Welche Auswirkungen hat der gestiegene Fahndungsdruck?
Durch die erhöhte Kontrolldichte steigt das Entdeckungsrisiko für die Fahrer. Um den Gewinn pro Fahrt zu vergrößern, werden oft mehr Personen als zulässig in den Fahrzeugen transportiert. Gleichzeitig ist festzustellen, dass die Fahrer versuchen, sich durch riskante Fahrweisen den Kontrollen zu entziehen. So erklären sich Verfolgungsfahrten wie im vorletzten Jahr auf der A94 bei Ampfing, bei der tragischerweise sieben Menschen ums Leben kamen. Außerdem werden sogenannte Scout-Fahrer eingesetzt, die vorausfahren und auskundschaften, ob auf der geplanten Strecke Polizeikontrollen stattfinden.

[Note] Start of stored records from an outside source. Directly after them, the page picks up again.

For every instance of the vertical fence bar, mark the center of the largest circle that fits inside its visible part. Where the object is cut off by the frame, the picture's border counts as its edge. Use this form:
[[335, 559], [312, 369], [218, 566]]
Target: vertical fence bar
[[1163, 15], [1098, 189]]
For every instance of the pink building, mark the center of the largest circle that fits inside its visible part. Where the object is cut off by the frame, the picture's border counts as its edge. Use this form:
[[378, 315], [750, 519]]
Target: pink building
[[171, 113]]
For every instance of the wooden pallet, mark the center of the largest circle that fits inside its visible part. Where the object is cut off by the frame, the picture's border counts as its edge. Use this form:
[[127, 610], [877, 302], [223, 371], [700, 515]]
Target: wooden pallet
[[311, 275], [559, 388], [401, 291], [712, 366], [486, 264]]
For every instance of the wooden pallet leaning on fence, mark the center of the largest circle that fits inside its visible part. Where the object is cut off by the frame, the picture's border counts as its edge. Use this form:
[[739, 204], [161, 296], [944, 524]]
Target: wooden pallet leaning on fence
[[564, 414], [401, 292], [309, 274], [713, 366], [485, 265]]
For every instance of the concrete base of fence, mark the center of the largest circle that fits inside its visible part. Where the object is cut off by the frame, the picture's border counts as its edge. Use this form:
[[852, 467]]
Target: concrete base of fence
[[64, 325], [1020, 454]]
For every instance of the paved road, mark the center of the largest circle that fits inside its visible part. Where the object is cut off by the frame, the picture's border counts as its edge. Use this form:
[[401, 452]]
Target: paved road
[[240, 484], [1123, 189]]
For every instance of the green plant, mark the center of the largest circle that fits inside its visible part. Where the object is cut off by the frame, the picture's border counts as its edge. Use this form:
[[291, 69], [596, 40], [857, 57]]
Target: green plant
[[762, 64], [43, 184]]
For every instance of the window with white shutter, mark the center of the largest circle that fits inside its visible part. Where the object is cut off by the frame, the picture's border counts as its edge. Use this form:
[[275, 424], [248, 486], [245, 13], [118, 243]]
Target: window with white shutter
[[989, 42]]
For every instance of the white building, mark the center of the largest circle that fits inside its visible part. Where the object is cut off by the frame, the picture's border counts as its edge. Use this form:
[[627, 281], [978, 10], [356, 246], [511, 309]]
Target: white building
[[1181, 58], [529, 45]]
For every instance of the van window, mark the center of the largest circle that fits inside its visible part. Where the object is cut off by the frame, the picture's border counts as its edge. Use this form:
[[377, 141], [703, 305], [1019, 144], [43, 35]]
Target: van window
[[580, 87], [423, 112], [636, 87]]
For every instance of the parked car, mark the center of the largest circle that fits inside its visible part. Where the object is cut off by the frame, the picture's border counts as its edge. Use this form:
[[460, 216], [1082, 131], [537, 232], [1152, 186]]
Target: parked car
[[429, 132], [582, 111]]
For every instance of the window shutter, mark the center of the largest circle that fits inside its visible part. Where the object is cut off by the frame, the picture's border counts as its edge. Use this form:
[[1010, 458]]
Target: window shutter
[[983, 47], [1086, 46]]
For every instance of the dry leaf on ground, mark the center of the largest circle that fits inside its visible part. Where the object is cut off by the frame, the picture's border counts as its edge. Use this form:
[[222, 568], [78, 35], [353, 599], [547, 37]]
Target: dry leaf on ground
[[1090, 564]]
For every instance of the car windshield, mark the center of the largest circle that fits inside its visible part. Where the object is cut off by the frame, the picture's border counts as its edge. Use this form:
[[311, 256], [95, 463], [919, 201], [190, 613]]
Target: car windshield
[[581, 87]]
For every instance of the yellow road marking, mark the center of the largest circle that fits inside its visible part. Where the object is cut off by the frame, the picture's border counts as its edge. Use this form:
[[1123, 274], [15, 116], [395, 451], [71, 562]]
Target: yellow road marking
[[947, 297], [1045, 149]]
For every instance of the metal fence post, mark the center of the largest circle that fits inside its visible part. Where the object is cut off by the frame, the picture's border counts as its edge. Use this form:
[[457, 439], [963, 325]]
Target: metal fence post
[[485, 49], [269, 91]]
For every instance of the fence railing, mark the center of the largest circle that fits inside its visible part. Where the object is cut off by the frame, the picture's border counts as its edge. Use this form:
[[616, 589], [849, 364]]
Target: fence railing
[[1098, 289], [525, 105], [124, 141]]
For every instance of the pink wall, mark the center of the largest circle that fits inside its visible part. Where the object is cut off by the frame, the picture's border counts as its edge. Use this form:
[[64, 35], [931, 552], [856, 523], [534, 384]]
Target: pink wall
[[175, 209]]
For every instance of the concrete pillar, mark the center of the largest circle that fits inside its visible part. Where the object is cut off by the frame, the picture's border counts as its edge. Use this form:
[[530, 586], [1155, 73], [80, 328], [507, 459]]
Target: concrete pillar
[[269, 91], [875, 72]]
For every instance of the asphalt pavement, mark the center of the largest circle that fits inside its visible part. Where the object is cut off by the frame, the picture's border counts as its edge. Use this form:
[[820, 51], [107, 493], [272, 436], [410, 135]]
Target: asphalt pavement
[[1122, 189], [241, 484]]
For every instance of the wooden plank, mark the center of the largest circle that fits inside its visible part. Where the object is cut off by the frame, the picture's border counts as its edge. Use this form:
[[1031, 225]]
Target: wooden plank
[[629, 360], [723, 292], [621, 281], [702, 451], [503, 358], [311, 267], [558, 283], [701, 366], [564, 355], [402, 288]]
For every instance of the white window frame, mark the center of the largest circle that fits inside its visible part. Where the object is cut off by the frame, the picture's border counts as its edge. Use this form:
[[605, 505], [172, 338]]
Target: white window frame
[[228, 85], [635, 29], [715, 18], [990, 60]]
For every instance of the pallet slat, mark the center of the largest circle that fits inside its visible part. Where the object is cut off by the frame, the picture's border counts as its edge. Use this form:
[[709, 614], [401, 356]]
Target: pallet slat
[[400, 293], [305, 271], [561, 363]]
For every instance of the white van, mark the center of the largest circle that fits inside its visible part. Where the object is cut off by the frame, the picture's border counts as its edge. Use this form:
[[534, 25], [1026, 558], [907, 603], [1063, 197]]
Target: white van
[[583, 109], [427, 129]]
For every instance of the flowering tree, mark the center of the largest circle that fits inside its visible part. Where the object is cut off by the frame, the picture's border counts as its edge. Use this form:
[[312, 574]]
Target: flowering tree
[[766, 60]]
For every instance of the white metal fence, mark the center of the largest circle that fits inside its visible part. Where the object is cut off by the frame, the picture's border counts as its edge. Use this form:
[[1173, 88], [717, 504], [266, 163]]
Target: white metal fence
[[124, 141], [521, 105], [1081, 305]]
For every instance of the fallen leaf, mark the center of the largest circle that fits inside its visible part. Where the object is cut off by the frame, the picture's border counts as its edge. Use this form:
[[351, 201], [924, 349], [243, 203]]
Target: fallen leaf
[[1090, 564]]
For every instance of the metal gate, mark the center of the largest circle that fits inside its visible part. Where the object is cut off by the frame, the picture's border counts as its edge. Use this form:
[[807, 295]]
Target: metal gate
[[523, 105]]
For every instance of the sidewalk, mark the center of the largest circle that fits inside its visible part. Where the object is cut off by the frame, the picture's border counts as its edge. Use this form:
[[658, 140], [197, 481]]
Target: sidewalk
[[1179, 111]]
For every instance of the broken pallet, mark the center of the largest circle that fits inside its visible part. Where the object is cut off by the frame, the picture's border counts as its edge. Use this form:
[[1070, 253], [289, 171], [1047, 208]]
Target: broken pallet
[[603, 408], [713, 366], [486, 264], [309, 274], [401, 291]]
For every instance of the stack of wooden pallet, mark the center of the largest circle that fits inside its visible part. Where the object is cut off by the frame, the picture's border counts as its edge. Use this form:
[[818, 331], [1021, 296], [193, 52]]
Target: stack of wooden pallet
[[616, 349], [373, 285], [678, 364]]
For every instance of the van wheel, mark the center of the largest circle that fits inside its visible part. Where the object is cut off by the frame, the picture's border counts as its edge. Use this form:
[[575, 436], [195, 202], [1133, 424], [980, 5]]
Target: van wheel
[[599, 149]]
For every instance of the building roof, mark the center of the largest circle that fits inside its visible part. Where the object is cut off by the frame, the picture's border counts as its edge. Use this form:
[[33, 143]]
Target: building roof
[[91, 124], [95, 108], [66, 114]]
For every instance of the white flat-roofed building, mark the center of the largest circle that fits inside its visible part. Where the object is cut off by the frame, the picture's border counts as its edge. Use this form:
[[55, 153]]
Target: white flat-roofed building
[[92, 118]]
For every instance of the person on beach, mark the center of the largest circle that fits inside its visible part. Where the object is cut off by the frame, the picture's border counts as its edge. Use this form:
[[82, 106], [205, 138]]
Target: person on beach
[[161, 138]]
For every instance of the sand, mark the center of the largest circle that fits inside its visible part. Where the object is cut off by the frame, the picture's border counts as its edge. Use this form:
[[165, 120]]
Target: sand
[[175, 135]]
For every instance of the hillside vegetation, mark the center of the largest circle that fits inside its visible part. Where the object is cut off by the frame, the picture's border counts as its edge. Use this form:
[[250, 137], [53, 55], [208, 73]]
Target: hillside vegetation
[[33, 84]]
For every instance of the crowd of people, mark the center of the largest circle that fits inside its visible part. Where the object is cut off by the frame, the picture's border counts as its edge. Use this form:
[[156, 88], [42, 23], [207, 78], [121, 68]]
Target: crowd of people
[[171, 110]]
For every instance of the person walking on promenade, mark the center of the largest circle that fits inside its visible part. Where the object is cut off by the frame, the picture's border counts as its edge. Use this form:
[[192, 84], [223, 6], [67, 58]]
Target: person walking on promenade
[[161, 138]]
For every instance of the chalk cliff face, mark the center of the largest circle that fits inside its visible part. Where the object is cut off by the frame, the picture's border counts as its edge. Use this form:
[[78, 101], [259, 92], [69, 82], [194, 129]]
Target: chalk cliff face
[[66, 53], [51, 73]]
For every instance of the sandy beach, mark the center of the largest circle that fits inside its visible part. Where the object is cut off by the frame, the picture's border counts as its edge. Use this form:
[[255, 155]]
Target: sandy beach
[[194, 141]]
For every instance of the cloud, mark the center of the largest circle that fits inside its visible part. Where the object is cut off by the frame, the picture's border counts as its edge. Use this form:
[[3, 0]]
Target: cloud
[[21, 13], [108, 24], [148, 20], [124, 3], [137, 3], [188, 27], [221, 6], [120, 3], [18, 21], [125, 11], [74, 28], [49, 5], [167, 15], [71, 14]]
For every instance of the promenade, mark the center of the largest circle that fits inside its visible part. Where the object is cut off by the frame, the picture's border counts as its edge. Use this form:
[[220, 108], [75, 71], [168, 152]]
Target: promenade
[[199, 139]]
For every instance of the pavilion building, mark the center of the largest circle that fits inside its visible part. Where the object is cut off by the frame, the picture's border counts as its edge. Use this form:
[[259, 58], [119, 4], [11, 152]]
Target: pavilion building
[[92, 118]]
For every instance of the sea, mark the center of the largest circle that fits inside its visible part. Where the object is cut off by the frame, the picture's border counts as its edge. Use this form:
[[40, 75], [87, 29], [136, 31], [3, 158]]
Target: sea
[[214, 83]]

Wie kommen die Ermittler an die Auftraggeber?
Die Ermittlungen beginnen mit der Auswertung der Mobiltelefone der Fahrer und der Geschleusten. Oft werden Fotos an die Schleuserorganisatoren geschickt, um den Erfolg der Einschleusung zu dokumentieren und damit die Auszahlung des hinterlegten Schleuserlohnes zu veranlassen. In enger Zusammenarbeit mit ausländischen Sicherheitsbehörden werden umfangreiche polizeiliche Maßnahmen, wie zum Beispiel Telefonüberwachungen, durchgeführt.
Wie weit reicht der Zugriff in die Hierarchie der Schleusermafia?
Es gibt die sogenannten High-Value-Targets, also Schleuserorganisatoren der höheren und gehobenen Ebene, die wegen unserer sehr umfangreichen und akribischen Ermittlungen sowie der guten internationalen Zusammenarbeit immer häufiger festgenommen und ihrem Verfahren vor deutschen Gerichten zugeführt werden können.